Find the height to which a mass rises

[gnits]

Homework Statement

To find the height to which a mass rises

Relevant Equations

PE=mgh

Hi,

Could I please ask for help regarding the following question.

The book answer H = ( 3 - 3 sqrt(2)/4 ) L

(natural length of string is L)

Here is my diagram:

The green level represents the unstretched string.
The blue level is the string and mass in equilibrium.
The purple level is the mass at its lowest level.

When the mass reaches the blue level it will pick up the rider.

Here's my method:

Equating forces in the equilibrium positions gives: (using tension in elastic string = Yx/L where Y = elastic modulus, x = extension and L = natural length.)

mgy/L = mg

and so we find that y = L. This is the equilibrium position of the sphere.

I am solving the problem by considering energy. Energy in elastic string = Yx^2/ 2L

Let h be the maximum height above the equilibrium position which the combined masses reach.

So, equating energy at lowest point (all elastic energy) to energy at highest point to which sphere and rider rise (remaining elastic energy plus potential energy of the mass of the sphere and rider) gives:

( mg(L + L/2)^2 ) / ( 2L ) = ( mg(L - h)^2) / ( 2L ) + ( 2mg( (L/2) + h ) )

This doesn't lead me to the books answer.

Is this a valid way to attack the problem? If so, what silly mistake have I made?

Thanks for any help,
Mitch.

 

[haruspex]

equating energy at lowest point (all elastic energy) to energy at highest point to which sphere and rider rise

Never assume without good reason that mechanical energy is conserved.
What do you know in that regard about the process by which the sphere collects the rider?

 

[gnits]

Thanks for you clue. Indeed I was wrong to assume conservation of mechanical energy in the inelastic collision. Here is my now correct approach. I can show that the initial motion before the collision is SHM of amplitude L/2 about the blue level. I can use this to give me the velocity of the sphere just before the impact. This comes out to v1 = (1/2)sqrt(g/L).
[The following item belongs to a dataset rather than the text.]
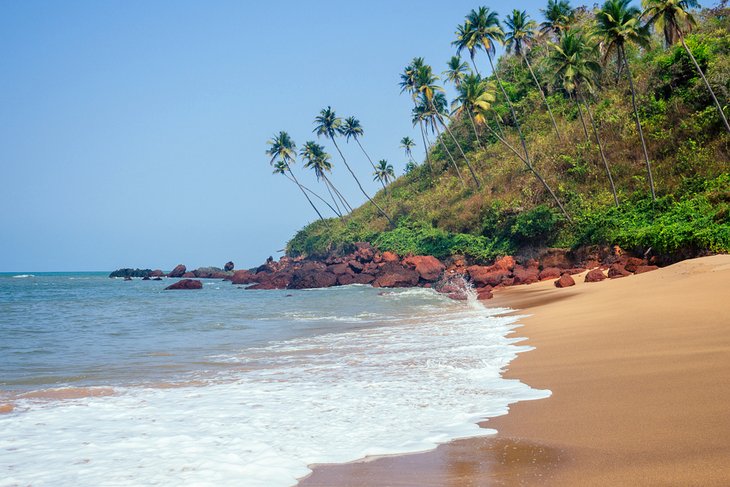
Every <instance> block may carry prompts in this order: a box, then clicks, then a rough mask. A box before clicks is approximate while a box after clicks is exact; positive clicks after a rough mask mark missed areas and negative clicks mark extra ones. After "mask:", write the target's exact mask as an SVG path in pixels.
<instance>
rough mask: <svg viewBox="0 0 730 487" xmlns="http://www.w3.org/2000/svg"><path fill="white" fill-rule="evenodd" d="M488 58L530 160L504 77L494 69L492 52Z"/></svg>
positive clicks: (525, 156)
mask: <svg viewBox="0 0 730 487" xmlns="http://www.w3.org/2000/svg"><path fill="white" fill-rule="evenodd" d="M487 59H489V65H490V66H491V67H492V74H494V77H495V78H497V84H498V85H499V89H500V90H501V91H502V95H504V99H505V100H507V105H508V106H509V110H510V112H511V113H512V119H513V120H514V121H515V127H517V133H518V134H519V135H520V143H521V144H522V150H524V151H525V158H526V159H527V160H528V161H529V160H530V156H529V153H528V152H527V143H526V142H525V136H524V135H523V134H522V127H521V126H520V121H519V120H517V114H516V113H515V107H514V106H512V101H511V100H510V99H509V96H507V92H506V91H505V89H504V86H503V85H502V79H501V78H500V77H499V73H497V70H496V69H494V63H493V62H492V54H491V53H490V52H489V51H487Z"/></svg>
Now the masses collide. I use conservation of momentum to give me the velocity of the combined masses and this gives v2 = (1/4)sqrt(g/L). Now I equate the energy in the system at this instant just after the collision with that in the system once the combined mass reaches the highest point of its motion (a distance h above the blue level)
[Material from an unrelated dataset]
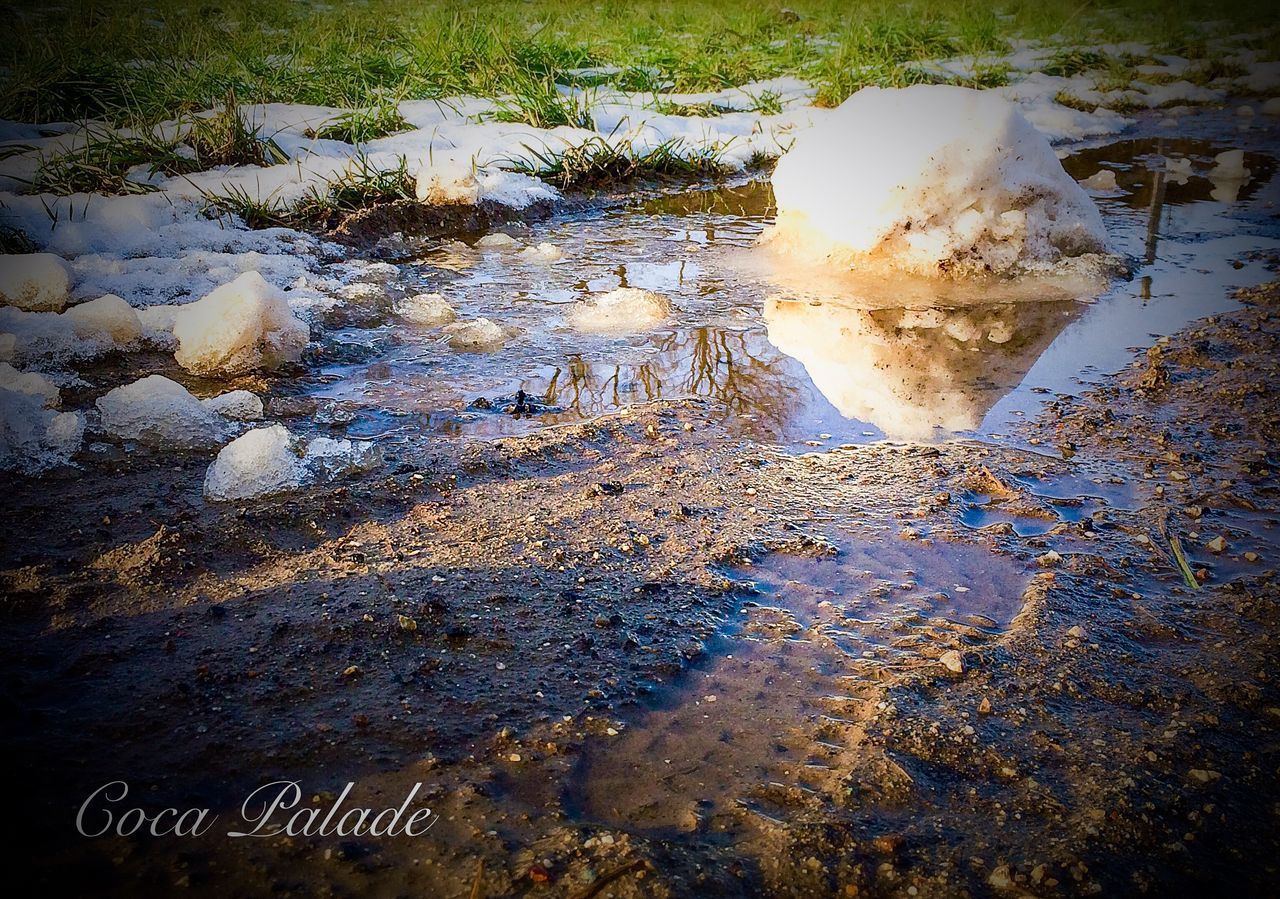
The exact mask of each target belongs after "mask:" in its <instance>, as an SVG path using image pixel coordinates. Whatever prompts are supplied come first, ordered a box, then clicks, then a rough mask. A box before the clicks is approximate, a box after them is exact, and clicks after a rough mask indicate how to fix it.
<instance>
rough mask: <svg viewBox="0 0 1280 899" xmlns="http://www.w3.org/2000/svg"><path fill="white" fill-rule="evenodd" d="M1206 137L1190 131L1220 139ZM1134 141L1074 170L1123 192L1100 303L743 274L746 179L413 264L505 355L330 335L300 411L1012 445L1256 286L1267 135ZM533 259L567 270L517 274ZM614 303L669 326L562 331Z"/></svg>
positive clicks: (1117, 203)
mask: <svg viewBox="0 0 1280 899" xmlns="http://www.w3.org/2000/svg"><path fill="white" fill-rule="evenodd" d="M1217 118H1222V115H1221V114H1212V115H1204V117H1199V118H1198V119H1197V123H1198V124H1197V126H1196V128H1201V129H1203V131H1204V132H1206V133H1219V134H1221V133H1230V132H1229V131H1228V129H1226V128H1225V127H1224V126H1222V123H1221V122H1217V120H1216V119H1217ZM1201 119H1203V120H1201ZM1210 119H1213V120H1212V122H1211V120H1210ZM1146 127H1147V129H1148V131H1151V129H1155V126H1153V124H1151V123H1148V124H1147V126H1146ZM1231 127H1233V128H1234V122H1233V123H1231ZM1166 131H1167V128H1166ZM1185 131H1188V132H1192V133H1194V129H1193V127H1192V126H1190V124H1188V127H1187V128H1185ZM1138 133H1139V136H1138V137H1132V138H1126V140H1123V141H1112V142H1107V143H1102V145H1098V146H1087V147H1085V149H1083V150H1079V151H1076V152H1074V154H1073V155H1070V156H1066V158H1065V159H1064V164H1065V166H1066V168H1068V170H1069V172H1070V173H1071V174H1073V175H1075V177H1078V178H1082V179H1083V178H1087V177H1089V175H1091V174H1094V173H1097V172H1098V170H1103V169H1105V170H1110V172H1114V173H1115V175H1116V183H1117V188H1116V190H1115V191H1111V192H1107V193H1105V195H1100V196H1097V197H1096V198H1097V201H1098V205H1100V206H1101V209H1102V213H1103V216H1105V219H1106V222H1107V228H1108V232H1110V234H1111V238H1112V245H1114V247H1115V248H1116V250H1117V251H1119V252H1120V254H1121V255H1123V256H1124V259H1125V261H1126V265H1128V266H1129V268H1130V270H1132V275H1130V277H1128V278H1117V279H1115V280H1112V282H1111V284H1110V287H1105V288H1103V289H1101V292H1100V291H1097V289H1094V291H1092V292H1091V293H1088V295H1084V296H1076V295H1073V292H1071V291H1070V289H1065V291H1057V292H1053V291H1044V289H1042V288H1041V287H1039V286H1028V287H1025V288H1018V287H1016V286H1015V287H1009V286H1001V287H1000V288H998V289H995V288H993V289H992V291H989V292H977V293H974V292H973V291H970V292H969V295H966V296H964V297H956V296H950V295H943V296H938V295H931V293H929V292H928V291H924V292H920V291H911V292H906V293H904V295H902V296H901V298H897V295H895V293H893V292H888V293H887V295H886V293H884V292H881V293H879V295H878V296H876V297H869V296H865V295H861V293H859V292H858V291H850V289H849V288H847V287H840V286H836V287H831V286H827V284H804V283H801V284H797V283H795V282H794V280H788V279H785V278H782V279H780V278H773V277H771V275H769V274H768V273H767V271H762V269H760V268H759V266H758V265H750V264H744V260H745V259H749V257H750V256H751V251H750V248H751V247H753V245H754V243H755V242H756V239H758V238H759V236H760V233H762V231H763V229H764V228H765V227H767V225H768V224H769V223H771V222H772V214H773V207H772V195H771V191H769V187H768V183H767V182H763V181H756V182H750V183H746V184H739V186H733V187H727V188H722V190H716V191H699V192H692V193H685V195H677V196H672V197H664V198H658V200H650V201H644V202H639V201H637V202H634V204H630V205H614V206H609V207H605V209H598V210H594V211H589V213H579V214H572V215H568V216H563V218H557V219H554V220H552V222H548V223H540V224H535V225H531V227H522V225H521V227H513V228H508V231H509V233H511V234H512V236H513V237H515V238H516V243H515V245H513V246H509V247H495V248H480V247H471V246H468V245H465V243H461V242H449V243H447V245H443V246H439V247H436V248H434V250H430V251H426V252H424V254H422V255H421V257H419V259H413V260H408V261H406V263H403V264H402V265H401V271H402V278H401V280H399V282H398V283H397V284H396V286H394V288H393V289H394V291H396V292H397V295H404V296H408V295H413V293H419V292H436V293H440V295H443V296H444V297H445V300H448V301H449V302H451V304H453V306H454V307H456V309H457V312H458V316H460V320H471V319H476V318H486V319H490V320H492V321H494V323H497V324H498V325H500V328H502V330H503V341H502V343H500V346H489V347H485V348H483V350H474V351H461V352H460V351H458V350H456V348H452V347H451V346H449V342H448V338H447V337H445V336H444V334H442V332H440V329H438V328H425V327H420V325H415V324H412V323H410V321H404V320H401V319H398V318H396V316H392V318H390V319H389V320H387V321H385V323H383V324H381V325H379V327H375V328H349V329H347V330H342V332H338V333H337V334H332V336H330V346H329V350H328V352H329V356H330V359H332V360H333V361H330V362H329V364H326V365H324V366H321V368H320V369H319V371H317V373H316V374H315V375H314V377H312V379H311V380H310V383H308V387H307V388H306V389H307V391H308V392H310V393H311V394H312V396H314V397H315V398H316V400H319V401H320V403H321V410H324V414H323V417H324V415H328V416H329V417H330V419H333V420H334V421H335V423H337V424H338V425H339V426H344V429H346V430H347V432H349V433H351V434H352V435H360V437H381V438H384V439H392V441H394V439H407V438H411V437H413V435H420V434H453V435H475V437H494V435H500V434H515V433H526V432H529V430H531V429H536V428H541V426H548V425H557V424H566V423H575V421H581V420H584V419H590V417H593V416H598V415H602V414H608V412H612V411H617V410H618V409H621V407H627V406H635V405H640V403H645V402H652V401H655V400H680V398H690V397H700V398H704V400H707V401H709V405H710V407H712V409H713V410H714V411H716V412H717V414H718V415H721V416H722V417H723V420H724V424H726V428H727V429H728V430H730V433H731V434H733V435H741V437H746V438H750V439H756V441H762V442H769V443H780V444H785V446H792V447H805V446H809V447H820V446H837V444H840V443H845V442H867V441H874V439H886V438H887V439H893V441H910V439H937V438H942V437H946V435H947V434H973V435H978V437H982V438H989V439H1002V438H1004V435H1005V432H1006V430H1010V429H1011V428H1012V425H1014V424H1016V421H1018V419H1021V417H1024V416H1032V415H1034V414H1036V412H1037V411H1038V410H1039V407H1041V405H1042V403H1043V402H1044V401H1046V398H1051V397H1052V394H1057V393H1075V392H1078V391H1079V389H1080V388H1082V384H1087V383H1089V382H1091V380H1092V379H1094V378H1097V377H1100V375H1103V374H1107V373H1114V371H1115V370H1117V369H1121V368H1124V366H1125V365H1126V364H1128V361H1129V359H1130V352H1132V350H1133V348H1134V347H1144V346H1149V344H1151V343H1152V342H1153V341H1155V339H1156V338H1158V337H1160V336H1165V334H1170V333H1174V332H1176V330H1179V329H1180V328H1183V327H1184V325H1185V324H1187V323H1189V321H1192V320H1196V319H1198V318H1203V316H1206V315H1212V314H1216V312H1222V311H1226V310H1229V309H1231V307H1233V306H1234V301H1233V300H1231V298H1230V291H1229V289H1228V288H1230V287H1234V286H1248V284H1253V283H1258V282H1261V280H1262V279H1263V277H1265V270H1263V269H1262V265H1261V264H1260V263H1257V261H1253V259H1251V255H1249V254H1248V252H1247V251H1249V250H1252V251H1257V250H1258V248H1260V247H1262V248H1266V247H1272V246H1275V245H1276V241H1275V238H1274V234H1271V233H1270V229H1268V224H1267V219H1268V215H1270V213H1268V211H1267V210H1268V209H1271V204H1274V202H1275V201H1276V198H1277V197H1280V190H1277V187H1276V183H1275V178H1274V172H1275V161H1274V158H1272V155H1271V150H1272V149H1274V145H1275V134H1274V133H1272V132H1271V131H1266V129H1265V128H1262V127H1258V128H1253V129H1249V131H1242V132H1239V134H1238V136H1236V137H1234V138H1230V140H1222V138H1217V140H1208V138H1198V137H1178V138H1172V137H1151V136H1140V131H1139V132H1138ZM1231 149H1243V150H1244V151H1245V155H1244V172H1243V173H1242V172H1236V170H1231V169H1230V168H1229V166H1228V168H1224V166H1222V165H1220V164H1219V163H1217V161H1216V160H1215V156H1216V155H1217V154H1220V152H1222V151H1225V150H1231ZM541 243H550V245H553V246H554V247H557V248H558V250H559V252H561V254H562V256H561V257H559V259H558V260H556V261H545V260H544V259H541V257H536V256H535V255H534V254H530V252H524V250H526V248H529V247H536V246H538V245H541ZM1253 255H1256V252H1254V254H1253ZM618 287H636V288H644V289H649V291H657V292H659V293H663V295H666V296H668V297H669V298H671V300H672V304H673V314H672V315H671V316H669V319H668V320H667V321H664V323H663V324H660V325H658V327H655V328H653V329H650V330H640V332H636V333H628V334H588V333H582V332H580V330H577V329H575V327H573V325H572V324H571V316H570V312H571V310H572V309H573V306H575V305H576V304H579V302H581V301H582V300H584V298H585V297H588V296H589V295H593V293H599V292H607V291H612V289H614V288H618ZM895 304H897V305H895Z"/></svg>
I define zero potential energy as being at the blue level. so:

Elastic energy in string at blue level + K.E. of combined mass = Elastic energy in string at h above blue level + P.E. of combined mass. This gives:

mgL^2/2L + (1/2)*2M*gL/16 = mg(L-h)^2/2L + 2mgh

Solving this for h and gives the correct answer of 2L - h.

Thanks very much.

 

[haruspex]

Thank you for taking the trouble to post your corrected answer.